Tutorial 21: Data Sources and External Data
Learning Objectives
By the end of this tutorial, you will be able to:
- Use data sources to query existing infrastructure and external APIs
- Implement external data sources for custom integrations
- Handle data transformation and filtering with data sources
- Design dynamic configurations based on external data
- Apply security best practices when working with external data
Prerequisites
- Completed Tutorial 7: Query Data Sources
- Understanding of Terraform providers and resources
- Basic knowledge of APIs and data formats (JSON, YAML)
Introduction
Data sources allow Terraform to fetch information from external systems, existing infrastructure, and APIs. They enable dynamic configuration generation based on real-time data, making your infrastructure code more flexible and responsive to changing conditions.
Common Data Sources
AWS Data Sources
# Query existing VPC
data "aws_vpc" "existing" {
filter {
name = "tag:Name"
values = ["production-vpc"]
}
}
# Get latest AMI
data "aws_ami" "ubuntu" {
most_recent = true
owners = ["099720109477"] # Canonical
filter {
name = "name"
values = ["ubuntu/images/hvm-ssd/ubuntu-focal-20.04-amd64-server-*"]
}
filter {
name = "virtualization-type"
values = ["hvm"]
}
}
# Query availability zones
data "aws_availability_zones" "available" {
state = "available"
filter {
name = "zone-type"
values = ["availability-zone"]
}
}
# Get current region and caller identity
data "aws_region" "current" {}
data "aws_caller_identity" "current" {}
# Query existing subnets
data "aws_subnets" "private" {
filter {
name = "vpc-id"
values = [data.aws_vpc.existing.id]
}
filter {
name = "tag:Type"
values = ["private"]
}
}
data "aws_subnet" "private_details" {
for_each = toset(data.aws_subnets.private.ids)
id = each.value
}
# Query Route 53 hosted zone
data "aws_route53_zone" "main" {
name = var.domain_name
private_zone = false
}
# Get existing security groups
data "aws_security_groups" "database" {
filter {
name = "group-name"
values = ["*database*"]
}
filter {
name = "vpc-id"
values = [data.aws_vpc.existing.id]
}
}
# Using data sources in resources
resource "aws_instance" "app" {
count = var.instance_count
ami = data.aws_ami.ubuntu.id
instance_type = var.instance_type
subnet_id = data.aws_subnets.private.ids[count.index % length(data.aws_subnets.private.ids)]
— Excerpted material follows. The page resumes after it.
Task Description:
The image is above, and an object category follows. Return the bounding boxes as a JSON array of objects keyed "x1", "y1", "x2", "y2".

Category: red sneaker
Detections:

vpc_security_group_ids = data.aws_security_groups.database.ids
availability_zone = data.aws_availability_zones.available.names[count.index % length(data.aws_availability_zones.available.names)]
tags = {
Name = "${var.project_name}-app-${count.index + 1}"
Region = data.aws_region.current.name
Owner = data.aws_caller_identity.current.user_id
}
}
Multi-Provider Data Sources
# Kubernetes data sources
data "kubernetes_namespace" "monitoring" {
metadata {
name = "monitoring"
}
}
data "kubernetes_service" "prometheus" {
metadata {
name = "prometheus-server"
namespace = data.kubernetes_namespace.monitoring.metadata[0].name
}
}
# GitHub data sources
data "github_repository" "app" {
full_name = "${var.github_org}/${var.repository_name}"
}
data "github_team" "developers" {
slug = "developers"
}
# Azure data sources
data "azurerm_client_config" "current" {}
data "azurerm_resource_group" "existing" {
name = var.resource_group_name
}
data "azurerm_virtual_network" "existing" {
name = var.vnet_name
resource_group_name = data.azurerm_resource_group.existing.name
}
# Google Cloud data sources
data "google_project" "current" {}
data "google_compute_zones" "available" {
region = var.region
status = "UP"
}
data "google_container_engine_versions" "gke" {
location = var.region
}
External Data Sources
HTTP Data Source
# Query external API for configuration
data "http" "service_discovery" {
url = "https://api.example.com/v1/services"
request_headers = {
Accept = "application/json"
Authorization = "Bearer ${var.api_token}"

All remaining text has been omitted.